Have just reread The Autobiography of Malcolm X, and it is as timely as it was in the 1960's. The life as a child with the murder of his father and the institutionalizing of his mother, leaving him and his siblings at the mercy of the state. One insurance company - his father had two policies, one small - saying his father had committed suicide. The larger policy would have kept the family off welfare.

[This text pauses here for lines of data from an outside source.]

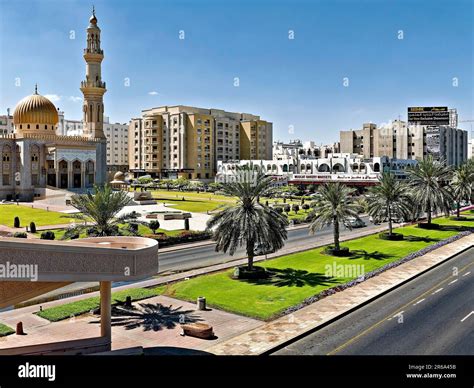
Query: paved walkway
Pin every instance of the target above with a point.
(282, 330)
(156, 329)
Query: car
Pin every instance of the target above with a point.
(354, 223)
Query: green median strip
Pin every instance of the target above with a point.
(68, 310)
(5, 330)
(302, 275)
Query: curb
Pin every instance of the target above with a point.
(350, 311)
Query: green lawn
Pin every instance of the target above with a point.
(300, 275)
(5, 330)
(73, 309)
(27, 214)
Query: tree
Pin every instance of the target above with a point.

The life hustling on the streets, the burglary that put him in prison -- longer sentence because he was involved with a white woman. And then the conversion to The Nation of Islam, led by Elijah Muhammed. The work in the fields gathering converts to The Nation of Islam, the eventual betrayal by Elijah Muhammed, the trip to Mecca, another trip to the Mideast, and then the assassination. Leaving his wife, Betty Shabazz, four daughters, and a fifth daughter on the way. I'm not sure how his widow supported the family, other than from proceeds from the book. Decades later, Betty died from burns in a fire set in her apartment by a grandson.
He met Maya Angelou in Ghana. She then planned to come back to the U.S. and work with Malcolm X, but he was assassinated before she could work for him. The same with Dr. Martin Luther King a few years later.
I always preferred Malcolm X to Dr. King, even though both were needed in the Civil Rights movement, because Malcolm X was so blunt and direct.